影响战争制胜机理的因素是多方面的,包括政治、经济、人心所向等等。探寻战争制胜机理内在矛盾运动,必须坚持整体原则、动态原则,坚持历史与现实相统一,这样才能真正认知战争规律、掌握战争规律。
理清整体与个体的关系,在历史发展的大背景下考察战争制胜机理。战争从来都不是孤立存在的,是特定社会历史发展背景下,社会矛盾运动的集中体现。战争是政治的继续,与所处社会的经济、文化、制度等息息相关,战争的性质也要通过社会历史功能去衡量。由于信息化战争在认知领域的拓展,模糊了与传统战争的界限,若单纯以传统军事对抗的视角研究信息化战争制胜机理,必然导致在战略指导上的滞后性。比如,随着网络的全面普及和新兴媒体的广泛运用,思想文化渗透攻击逐渐由“辅助形式”上升到“正规形式”,这种隐蔽、“温和”的手段,很容易达成“不战而屈人之兵”的战略目的。这实际上也是信息化战争的一种表现形式。如果我们不在社会历史发展的背景下把握信息化战争制胜机理,对战争认知系统的变化导致战争界限泛化问题应对迟缓,很容易丧失战争的指导权,造成未战先败的局面。战争的制胜机理除了受军事技术和武器装备影响之外,同时也受国际政治、经济发展、军事竞争、文化传统等影响,是社会历史条件诸多要素综合作用的结果。只有把战争制胜机理放在历史中把握,才能把握其本质特征和规律特点,才能避免陷入“技术制胜论”“技术决定论”等错误思想,更好地做好信息化战争准备。
理清一般性与特殊性的关系,科学掌握战争制胜机理的“变”与“不变”。战争制胜机理是一般性和特殊性的统一。战争制胜机理的一般性是战争必须遵循的基本制胜之道,不会因战争形态的演变、战争规模的大小,作战样式的发展等发生根本变化。这也是《孙子兵法》历经两千年经久不衰的原因之一。战争制胜机理的一般性蕴含在特殊性之中,也只有通过特殊性才能表现出来。我们研究战争制胜机理,最根本的是把握战争制胜机理的特殊性,为指导战争实践提供科学依据。如果过分强调战争制胜机理的一般性,不重视对特殊性的研究把握,很容易陷入教条主义、保守主义的“死胡同”。实际上,正是战争制胜机理“变”的特质带来战争指导的灵活性,这种特殊性使得战争表现呈现异彩纷呈的形态。
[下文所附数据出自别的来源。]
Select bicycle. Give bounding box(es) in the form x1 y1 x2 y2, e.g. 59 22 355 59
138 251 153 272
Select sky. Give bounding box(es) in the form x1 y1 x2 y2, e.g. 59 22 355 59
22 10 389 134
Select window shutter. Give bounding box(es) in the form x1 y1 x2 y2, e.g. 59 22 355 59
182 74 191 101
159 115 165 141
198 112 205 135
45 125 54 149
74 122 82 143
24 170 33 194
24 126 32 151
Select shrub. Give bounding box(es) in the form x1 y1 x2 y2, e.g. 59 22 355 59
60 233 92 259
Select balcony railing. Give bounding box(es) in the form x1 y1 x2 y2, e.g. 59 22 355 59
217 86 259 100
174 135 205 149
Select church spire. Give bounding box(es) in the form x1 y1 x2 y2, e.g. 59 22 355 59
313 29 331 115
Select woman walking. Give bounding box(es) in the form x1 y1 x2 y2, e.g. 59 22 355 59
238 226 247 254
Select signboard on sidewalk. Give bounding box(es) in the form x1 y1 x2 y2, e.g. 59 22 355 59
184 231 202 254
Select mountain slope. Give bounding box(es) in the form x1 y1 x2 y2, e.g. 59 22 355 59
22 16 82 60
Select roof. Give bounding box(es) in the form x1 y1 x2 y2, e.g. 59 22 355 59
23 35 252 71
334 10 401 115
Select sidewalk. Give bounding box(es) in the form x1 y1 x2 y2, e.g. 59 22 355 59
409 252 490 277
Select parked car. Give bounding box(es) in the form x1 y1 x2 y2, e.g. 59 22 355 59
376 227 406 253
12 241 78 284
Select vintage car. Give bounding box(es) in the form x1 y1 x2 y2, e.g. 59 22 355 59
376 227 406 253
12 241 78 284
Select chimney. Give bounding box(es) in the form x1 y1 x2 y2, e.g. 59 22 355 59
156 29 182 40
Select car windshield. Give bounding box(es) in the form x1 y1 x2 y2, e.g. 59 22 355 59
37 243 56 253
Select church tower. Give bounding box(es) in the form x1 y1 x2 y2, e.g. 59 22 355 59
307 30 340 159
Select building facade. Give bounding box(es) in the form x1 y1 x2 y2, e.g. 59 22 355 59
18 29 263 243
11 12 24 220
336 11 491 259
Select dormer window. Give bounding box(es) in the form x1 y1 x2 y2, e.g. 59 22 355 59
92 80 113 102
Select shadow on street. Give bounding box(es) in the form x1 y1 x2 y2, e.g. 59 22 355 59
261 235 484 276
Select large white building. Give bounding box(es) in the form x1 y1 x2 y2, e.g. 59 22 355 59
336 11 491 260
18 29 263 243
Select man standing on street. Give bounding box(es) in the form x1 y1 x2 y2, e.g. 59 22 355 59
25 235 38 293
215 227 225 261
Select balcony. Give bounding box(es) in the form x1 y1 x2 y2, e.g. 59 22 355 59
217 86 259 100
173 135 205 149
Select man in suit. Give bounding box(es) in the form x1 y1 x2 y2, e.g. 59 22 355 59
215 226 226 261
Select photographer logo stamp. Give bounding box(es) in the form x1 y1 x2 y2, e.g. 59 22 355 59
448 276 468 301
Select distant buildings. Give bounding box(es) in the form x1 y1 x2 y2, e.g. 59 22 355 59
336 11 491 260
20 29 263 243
比如,武装夺取政权是马克思主义暴力革命的一般原理。在具体实践中,有“农村包围城市,武装夺取政权”的道路,有城市武装暴动夺取政权的道路,选择不同的道路是因为不同的国家有不同的国情,这就是由战争制胜机理的特殊性决定的。因此,一般性与特殊性在很大程度上也表现为理论与实践的关系。
理清客观性与主观性的关系,准确把握战争制胜机理对战争指导的基本要求。战争制胜的规律和原理是客观存在的,在战争中强制性发挥作用,不以人们的意志为转移,这是战争制胜机理的客观性。这种客观性有“显性”方面,比如,整体能力强大的一方通常能够打败力量弱小的一方,预有准备就能抢占战争先机等,但在战争的运用层面上,战争制胜机理客观性的表现非常具体又高度抽象,即抽象与具体的统一,这种统一实际上就是潜藏在战争表面背后的战争制胜规律。战争制胜机理的主观性就是战争指导者对战争制胜机理客观性的理解以及在作战中的运用,主要表现为指导战争的方略、原则、方式、方法以及战争指挥等。战争制胜机理的主观性与客观性的统一程度,是研判战争胜负的重要标准。从历史看,许多战败方就是因为在战争指导上发生了偏差,没有很好地使主观性与客观性达成统一。由于战争制胜机理客观性的表现层次非常复杂,能否达成“二者之间好好地融合起来”,是衡量军事指挥员能力大小的重要标尺。马克思主义认为,战争既是物质的较量,也是人的主观能动性的竞赛,在一定的物质条件下,人的主观能动性对战争成败甚至具有决定性影响。从某种意义讲,战争制胜机理的主观性,实际上是决定战争胜负的关键因素,即使物质条件差的一方,如果战争指导艺术高敌一筹,也能打胜仗。这与马克思主义战争观强调的“人是决定战争胜负的关键因素”是一致的,我国革命战争以少胜多、以弱胜强的事实也为这一战争制胜机理作了雄辩证明。所以,战争制胜机理对战争指导的基本要求,就是主观与客观的高度统一。要想达成这种统一,除了有科学的思维方法外,一个重要原则就是必须用科学的思维方法在实践中把握战争制胜的客观规律。